De pronto, una mañana le recibió hostilmente, casi brutal, sin el menor motivo.

—¿Cuándo se va usted? —dijo por saludo.

—¿Por qué lo pregunta? ¿Es que le agradaría, quizá, que me fuera?

—Sí.

—Me hace usted mucho daño.

—Usted también a mí.

—¿Yo? ¿A usted?

—Sí. Porque me dice cosas que yo no puedo oír y que usted no debe decir.

—Yo no las quisiera decir, pero debo decirlas.

—Nunca se debe decir lo que no se debe.

—La Naturaleza no conoce el verlo deber; esta palabra procede de la gramática social de los hombres. Por lo demás, si usted desea realmente que parta, lo haré así; una palabra suya es suficiente. Así que estoy a sus órdenes. ¿Quiere usted que me vaya? ¿Mañana? ¿Hoy mismo?
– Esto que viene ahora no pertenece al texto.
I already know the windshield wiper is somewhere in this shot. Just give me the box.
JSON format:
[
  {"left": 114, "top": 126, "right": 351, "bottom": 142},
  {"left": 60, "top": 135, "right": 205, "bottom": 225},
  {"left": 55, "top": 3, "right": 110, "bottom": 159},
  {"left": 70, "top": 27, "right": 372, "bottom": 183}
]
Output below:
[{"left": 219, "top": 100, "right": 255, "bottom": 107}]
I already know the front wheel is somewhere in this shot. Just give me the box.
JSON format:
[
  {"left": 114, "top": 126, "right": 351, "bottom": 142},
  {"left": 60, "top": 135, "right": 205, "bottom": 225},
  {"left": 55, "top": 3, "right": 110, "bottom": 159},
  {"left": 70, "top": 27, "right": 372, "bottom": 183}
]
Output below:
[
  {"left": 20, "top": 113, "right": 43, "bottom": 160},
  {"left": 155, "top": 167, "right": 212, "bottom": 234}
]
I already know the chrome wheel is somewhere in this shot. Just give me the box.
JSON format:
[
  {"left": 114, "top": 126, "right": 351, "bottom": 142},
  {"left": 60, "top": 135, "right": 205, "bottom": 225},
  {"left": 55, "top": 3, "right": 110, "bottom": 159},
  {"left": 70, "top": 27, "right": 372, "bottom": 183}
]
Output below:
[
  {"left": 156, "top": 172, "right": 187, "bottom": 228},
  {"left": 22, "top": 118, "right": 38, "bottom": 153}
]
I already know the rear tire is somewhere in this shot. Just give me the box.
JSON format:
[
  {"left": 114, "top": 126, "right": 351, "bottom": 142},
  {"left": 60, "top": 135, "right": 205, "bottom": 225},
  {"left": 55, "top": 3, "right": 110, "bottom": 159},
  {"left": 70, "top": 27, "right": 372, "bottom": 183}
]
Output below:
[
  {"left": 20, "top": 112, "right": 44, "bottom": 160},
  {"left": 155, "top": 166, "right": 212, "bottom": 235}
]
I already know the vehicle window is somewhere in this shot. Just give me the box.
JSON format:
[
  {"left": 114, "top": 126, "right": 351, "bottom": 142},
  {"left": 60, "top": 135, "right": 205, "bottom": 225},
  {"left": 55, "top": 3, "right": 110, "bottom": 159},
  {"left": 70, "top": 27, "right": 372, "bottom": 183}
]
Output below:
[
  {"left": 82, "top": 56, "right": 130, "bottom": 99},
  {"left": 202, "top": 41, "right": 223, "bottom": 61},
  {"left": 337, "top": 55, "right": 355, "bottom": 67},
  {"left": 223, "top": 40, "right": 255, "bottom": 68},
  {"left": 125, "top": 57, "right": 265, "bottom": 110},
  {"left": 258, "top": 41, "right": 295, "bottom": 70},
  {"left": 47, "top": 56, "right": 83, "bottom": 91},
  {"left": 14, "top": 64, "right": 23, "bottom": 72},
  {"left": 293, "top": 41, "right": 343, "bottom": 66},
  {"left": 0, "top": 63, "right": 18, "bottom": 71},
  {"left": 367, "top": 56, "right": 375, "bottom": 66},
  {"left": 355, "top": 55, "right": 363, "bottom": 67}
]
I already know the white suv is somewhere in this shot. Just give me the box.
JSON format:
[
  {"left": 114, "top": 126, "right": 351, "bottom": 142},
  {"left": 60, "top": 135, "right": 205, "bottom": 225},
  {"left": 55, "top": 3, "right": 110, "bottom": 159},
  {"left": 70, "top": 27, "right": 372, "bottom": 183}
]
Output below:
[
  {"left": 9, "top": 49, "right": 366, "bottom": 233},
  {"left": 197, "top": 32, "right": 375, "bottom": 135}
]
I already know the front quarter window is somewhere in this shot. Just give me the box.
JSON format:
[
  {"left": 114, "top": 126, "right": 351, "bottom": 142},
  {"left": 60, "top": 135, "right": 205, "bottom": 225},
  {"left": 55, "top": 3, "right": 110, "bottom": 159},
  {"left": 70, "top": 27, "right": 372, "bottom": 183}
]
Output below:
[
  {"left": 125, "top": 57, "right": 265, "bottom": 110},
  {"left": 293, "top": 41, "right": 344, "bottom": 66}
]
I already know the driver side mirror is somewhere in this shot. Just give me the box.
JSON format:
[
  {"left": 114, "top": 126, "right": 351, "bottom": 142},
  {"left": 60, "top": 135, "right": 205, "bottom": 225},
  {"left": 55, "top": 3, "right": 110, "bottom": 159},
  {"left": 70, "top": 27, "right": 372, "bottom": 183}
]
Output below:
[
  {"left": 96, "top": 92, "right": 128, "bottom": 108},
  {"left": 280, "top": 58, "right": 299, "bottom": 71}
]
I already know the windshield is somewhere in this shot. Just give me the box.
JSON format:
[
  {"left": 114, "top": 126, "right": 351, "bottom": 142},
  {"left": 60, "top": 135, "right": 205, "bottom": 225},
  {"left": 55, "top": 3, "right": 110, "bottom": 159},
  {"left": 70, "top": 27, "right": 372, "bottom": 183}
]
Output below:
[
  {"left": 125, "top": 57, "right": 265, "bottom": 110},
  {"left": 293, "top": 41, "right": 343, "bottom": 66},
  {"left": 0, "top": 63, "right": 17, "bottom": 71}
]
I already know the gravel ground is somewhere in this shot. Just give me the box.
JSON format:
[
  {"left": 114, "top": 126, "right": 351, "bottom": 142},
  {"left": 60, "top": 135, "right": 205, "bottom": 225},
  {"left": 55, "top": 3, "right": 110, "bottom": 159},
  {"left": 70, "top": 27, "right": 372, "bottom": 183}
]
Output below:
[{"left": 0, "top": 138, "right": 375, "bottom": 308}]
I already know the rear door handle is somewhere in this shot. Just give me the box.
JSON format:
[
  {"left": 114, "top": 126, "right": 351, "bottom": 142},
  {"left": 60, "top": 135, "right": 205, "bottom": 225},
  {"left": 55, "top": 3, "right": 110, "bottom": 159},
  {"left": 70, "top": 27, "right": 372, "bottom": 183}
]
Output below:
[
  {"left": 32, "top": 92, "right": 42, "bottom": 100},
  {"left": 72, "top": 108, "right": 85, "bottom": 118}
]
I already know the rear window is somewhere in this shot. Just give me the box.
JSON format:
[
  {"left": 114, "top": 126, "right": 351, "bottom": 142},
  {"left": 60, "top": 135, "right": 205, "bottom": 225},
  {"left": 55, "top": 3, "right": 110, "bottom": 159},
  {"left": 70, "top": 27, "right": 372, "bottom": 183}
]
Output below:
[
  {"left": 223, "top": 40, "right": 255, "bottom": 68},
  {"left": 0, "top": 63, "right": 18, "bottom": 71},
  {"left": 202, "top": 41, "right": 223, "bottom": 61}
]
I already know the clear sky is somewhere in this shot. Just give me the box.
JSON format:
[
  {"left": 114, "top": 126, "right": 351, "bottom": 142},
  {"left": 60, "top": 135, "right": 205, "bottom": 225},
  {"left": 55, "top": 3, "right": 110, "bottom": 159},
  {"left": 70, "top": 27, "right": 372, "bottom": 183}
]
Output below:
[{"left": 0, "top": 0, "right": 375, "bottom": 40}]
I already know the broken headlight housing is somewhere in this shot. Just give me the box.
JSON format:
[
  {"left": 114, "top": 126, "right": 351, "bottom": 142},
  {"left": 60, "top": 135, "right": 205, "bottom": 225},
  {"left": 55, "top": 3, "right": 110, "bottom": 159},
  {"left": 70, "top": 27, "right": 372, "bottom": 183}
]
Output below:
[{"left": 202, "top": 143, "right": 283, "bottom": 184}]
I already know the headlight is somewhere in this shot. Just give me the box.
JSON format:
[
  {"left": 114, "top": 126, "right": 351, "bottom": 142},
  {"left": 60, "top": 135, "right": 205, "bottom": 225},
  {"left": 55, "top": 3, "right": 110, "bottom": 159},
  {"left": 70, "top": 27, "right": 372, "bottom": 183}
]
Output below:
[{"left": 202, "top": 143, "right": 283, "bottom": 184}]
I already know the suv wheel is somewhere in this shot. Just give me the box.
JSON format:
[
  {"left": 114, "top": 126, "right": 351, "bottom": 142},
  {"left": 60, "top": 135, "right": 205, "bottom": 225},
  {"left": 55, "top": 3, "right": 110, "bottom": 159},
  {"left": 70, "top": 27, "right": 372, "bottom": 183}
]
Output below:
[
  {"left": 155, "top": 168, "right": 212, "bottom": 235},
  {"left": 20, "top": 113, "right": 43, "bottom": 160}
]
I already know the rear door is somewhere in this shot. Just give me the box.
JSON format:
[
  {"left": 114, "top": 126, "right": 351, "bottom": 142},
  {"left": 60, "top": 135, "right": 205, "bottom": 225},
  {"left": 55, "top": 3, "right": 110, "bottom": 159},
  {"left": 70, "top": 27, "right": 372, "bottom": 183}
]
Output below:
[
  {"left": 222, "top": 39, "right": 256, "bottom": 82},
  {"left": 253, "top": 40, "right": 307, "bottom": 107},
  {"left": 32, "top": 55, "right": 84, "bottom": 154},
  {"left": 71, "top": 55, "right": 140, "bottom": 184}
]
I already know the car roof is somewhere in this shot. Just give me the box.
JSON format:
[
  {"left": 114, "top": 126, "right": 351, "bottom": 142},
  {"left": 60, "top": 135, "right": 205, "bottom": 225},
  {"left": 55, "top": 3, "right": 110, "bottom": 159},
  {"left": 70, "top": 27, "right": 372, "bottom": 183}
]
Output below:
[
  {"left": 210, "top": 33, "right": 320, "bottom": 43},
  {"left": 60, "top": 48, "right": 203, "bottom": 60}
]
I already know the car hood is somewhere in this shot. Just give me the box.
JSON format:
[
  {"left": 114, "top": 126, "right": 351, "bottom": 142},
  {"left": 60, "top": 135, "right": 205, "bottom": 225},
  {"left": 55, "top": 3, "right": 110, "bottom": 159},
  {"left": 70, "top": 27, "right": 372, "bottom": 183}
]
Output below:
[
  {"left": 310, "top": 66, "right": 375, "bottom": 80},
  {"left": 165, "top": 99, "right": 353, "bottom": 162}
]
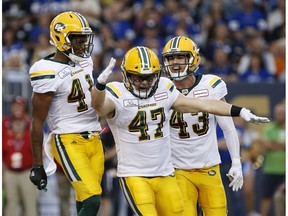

Ella le miró un momento, sombría; luego se mostró intranquila, se puso en la ventana y le volvió la espalda. Él, atraído como por un imán, se llegó hasta ella y tocó un dedito de su mano que colgaba indolente y que ella no retiró al sentir el contacto. Después, ambos cuerpos se unieron y un estremecimiento les recorrió. Ella vacilaba, convulsa. No se trataba de un embrujo espiritual, seguramente fuera un impulso carnal.

Un pensamiento se arrojó sobre él, acompañado de trompetas y campanas: «ahora —le ordenó el pensamiento—. ¡Ahora! Si no harás el ridículo; harás el ridículo para siempre».

«¡Ea! Aunque sea ridículo», respondió con firmeza y soltó la mano de Theuda.

En su interior resonó una carcajada formidable: «¡Campeón de la virtud! ¡Campeón!».

Mirando despectivamente sobre el hombro, respondió: «¡Pedantes adúlteros!».

¡Un terreno peligroso! ¡Un sendero que no se sabe dónde termina! ¿Dónde puede tropezar la inexperta felicidad? ¿Puede durar eternamente? Preguntas ociosas; en todo caso, no era obligación suya ponerle la zancadilla a la felicidad.